Cover for YEZIERSKA: Salome of the Tenements. Click for larger image

Salome of the Tenements

The story of a young, aspiring Jewish woman from the ghetto who will do anything to get her man in this case an upper-class WASP. When she discovers he is not really what she wanted, she will do anything to get away. Based on the real-life story of the Jewish immigrant activist Rose Pastor's fairytale romance with the millionaire socialist Graham Stokes, the novel also reflects Yezierska's own doomed romance with the famous educator John Dewey. Passionate and engagingly sardonic, it criticizes the concept of the American "Melting Pot" in the language of the Lower East Side and exposes the hypocrisy of the "good works" of the privileged class and their so-called dedication to the poor. Gay Wilentz's introduction discusses Anzia Yezierska's life and work.

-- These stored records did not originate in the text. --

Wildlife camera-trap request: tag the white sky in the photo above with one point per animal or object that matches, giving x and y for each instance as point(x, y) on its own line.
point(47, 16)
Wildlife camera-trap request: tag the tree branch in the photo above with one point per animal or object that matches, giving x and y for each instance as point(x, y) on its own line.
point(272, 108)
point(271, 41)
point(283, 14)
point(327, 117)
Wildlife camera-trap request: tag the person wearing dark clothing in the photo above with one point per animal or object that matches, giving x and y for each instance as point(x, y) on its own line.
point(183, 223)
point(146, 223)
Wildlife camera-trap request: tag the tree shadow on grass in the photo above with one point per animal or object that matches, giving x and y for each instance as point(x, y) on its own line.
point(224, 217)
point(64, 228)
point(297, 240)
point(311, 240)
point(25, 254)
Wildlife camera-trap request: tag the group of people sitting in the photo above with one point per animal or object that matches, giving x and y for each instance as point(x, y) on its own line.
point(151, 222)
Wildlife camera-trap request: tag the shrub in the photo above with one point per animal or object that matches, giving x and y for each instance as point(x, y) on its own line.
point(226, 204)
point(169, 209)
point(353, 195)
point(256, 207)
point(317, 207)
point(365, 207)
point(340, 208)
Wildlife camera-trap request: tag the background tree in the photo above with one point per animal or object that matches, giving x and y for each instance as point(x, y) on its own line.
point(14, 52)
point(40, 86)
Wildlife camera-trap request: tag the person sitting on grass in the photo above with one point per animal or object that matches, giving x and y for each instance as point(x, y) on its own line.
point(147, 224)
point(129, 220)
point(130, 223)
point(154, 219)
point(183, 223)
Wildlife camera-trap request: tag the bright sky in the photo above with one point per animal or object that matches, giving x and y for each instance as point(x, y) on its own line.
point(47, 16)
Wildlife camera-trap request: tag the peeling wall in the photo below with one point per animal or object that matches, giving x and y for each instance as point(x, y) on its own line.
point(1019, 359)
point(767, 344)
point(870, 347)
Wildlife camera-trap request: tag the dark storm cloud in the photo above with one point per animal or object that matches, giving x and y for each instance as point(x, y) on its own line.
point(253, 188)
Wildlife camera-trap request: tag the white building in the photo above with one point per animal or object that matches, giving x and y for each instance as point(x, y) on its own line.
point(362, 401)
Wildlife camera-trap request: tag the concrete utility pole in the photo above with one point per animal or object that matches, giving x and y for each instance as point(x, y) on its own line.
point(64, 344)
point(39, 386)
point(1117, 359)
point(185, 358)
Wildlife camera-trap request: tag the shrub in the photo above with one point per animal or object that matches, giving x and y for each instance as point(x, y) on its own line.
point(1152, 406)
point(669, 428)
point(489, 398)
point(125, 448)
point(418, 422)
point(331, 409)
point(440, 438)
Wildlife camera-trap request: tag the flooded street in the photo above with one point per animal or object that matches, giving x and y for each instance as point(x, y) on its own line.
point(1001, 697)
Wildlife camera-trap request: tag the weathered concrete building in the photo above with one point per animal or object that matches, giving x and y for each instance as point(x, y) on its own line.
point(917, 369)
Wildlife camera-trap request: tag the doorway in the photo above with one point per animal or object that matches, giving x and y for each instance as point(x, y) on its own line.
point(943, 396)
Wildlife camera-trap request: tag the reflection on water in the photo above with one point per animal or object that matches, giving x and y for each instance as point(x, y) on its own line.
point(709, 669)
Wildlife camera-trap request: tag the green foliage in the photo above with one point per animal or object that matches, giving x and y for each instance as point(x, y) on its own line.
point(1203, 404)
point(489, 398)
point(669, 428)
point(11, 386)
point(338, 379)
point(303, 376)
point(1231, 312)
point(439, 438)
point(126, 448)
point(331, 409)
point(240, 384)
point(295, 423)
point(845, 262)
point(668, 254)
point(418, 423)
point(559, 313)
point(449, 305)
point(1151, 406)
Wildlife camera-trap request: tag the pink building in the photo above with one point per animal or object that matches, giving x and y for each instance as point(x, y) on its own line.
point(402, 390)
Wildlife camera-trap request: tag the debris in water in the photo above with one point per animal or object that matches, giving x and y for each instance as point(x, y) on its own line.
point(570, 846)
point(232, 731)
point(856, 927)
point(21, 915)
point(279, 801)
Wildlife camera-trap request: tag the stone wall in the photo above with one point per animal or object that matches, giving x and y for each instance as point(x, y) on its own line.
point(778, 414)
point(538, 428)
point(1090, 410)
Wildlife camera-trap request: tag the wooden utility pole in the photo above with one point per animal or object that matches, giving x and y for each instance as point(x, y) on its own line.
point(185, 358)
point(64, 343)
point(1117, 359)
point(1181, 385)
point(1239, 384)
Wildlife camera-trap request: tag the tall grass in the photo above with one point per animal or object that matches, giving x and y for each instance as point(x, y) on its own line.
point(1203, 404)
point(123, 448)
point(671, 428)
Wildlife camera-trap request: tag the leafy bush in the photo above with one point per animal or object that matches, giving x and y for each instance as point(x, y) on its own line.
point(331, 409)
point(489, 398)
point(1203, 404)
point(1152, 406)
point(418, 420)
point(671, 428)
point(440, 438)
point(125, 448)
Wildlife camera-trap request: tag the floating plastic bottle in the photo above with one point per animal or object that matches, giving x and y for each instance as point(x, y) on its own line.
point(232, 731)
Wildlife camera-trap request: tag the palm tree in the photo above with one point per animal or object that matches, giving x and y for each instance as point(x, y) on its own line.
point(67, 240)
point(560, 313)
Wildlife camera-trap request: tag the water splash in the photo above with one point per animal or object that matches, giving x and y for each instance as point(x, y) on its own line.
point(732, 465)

Originally published in 1923.

"One hesitates a long while before applying the word 'genius' to a new author, but it seems to me that there can be no more doubt of the genius of Anzia Yezierska. Salome is one of the most romantic heroines in fiction and her story is one of the few in the yearly deluge of novels that one can never forget."--New York Herald

"Salome of the Tenements is shot through with genius."--New York Tribune

Anzia Yezierska was a sweatshop worker and laundress before becoming a successful novelist. Two of her seven works of fiction, including Salome of the Tenements, were made into motion pictures. Gay Wilentz, an associate professor of English at East Carolina University, is the author of Binding Cultures: Black Women Writers in Africa and the Diaspora.